You could see the wires then, too.
"Love from Both Sides Now" … isn't that CXXX's anthem??
Donald Sutherland narrated. I thought he died when his career did.
Where was William Shatner?
Did Coke Stevenson cast this thing?
If Shatner were there, I imagine he would have said:
Canada. The final frontier. This is voyage of the nation of Canada.
A two week mission. To go where no Canuck has gone before.
To the gold medal podium at an Olympic Games held in Canada.The "highlight" was some guy they found on "You Tube". No. I am NOT kidding.
Why they didn't pick AntiqueLens to rant is beyond me. Would have been at least interesting.

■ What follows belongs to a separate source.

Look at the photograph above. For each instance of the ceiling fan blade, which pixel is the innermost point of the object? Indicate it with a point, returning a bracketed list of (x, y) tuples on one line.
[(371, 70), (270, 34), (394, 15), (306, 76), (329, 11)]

Could have used a non-sequitur Max rant.
Sample nonsense of his Canadian essence:
"Something that defines us is Please and Thank You."
"Saying zed instead of zee."
"The what in what's new."
Note to NBC: When the guy repeats his boring speech in French, THAT is a great time for a commercial break.KD Lang is looking very Chastity Bono these days. Or whatever "his" name is now.
A direct descendant of Moses' brother Aaron wrote KD's lyrics.
So, Jews and gays seem to run the music industry in Canada, too.
It consisted mostly of one Hebrew word over and over and over.
Tritone's sister is an opera singer. I wonder if she's done Wagner??
Anne Murray? A lady astronaut? The Rwanda clown? Donald Sutherland?
Of Canada's top 8, I only really agree with Bobby Orr.
I don't think the moment of silence is going to convince the Georgian's family not to sue the Olympic Committee.
Ugh. They dragged out that über-annoying "the man in motion" mope.
The biannual commemoration of Joseph Goebbels culminated with a mechanical malfunction of the fourth part of the burning swastika.
I blame Israel.
[If that had happened two years ago in China, someone's family would be paying for the bullet that executed their loved one.]
I credited Steve Nash with an assist when Gretzky lit the lamp one last time.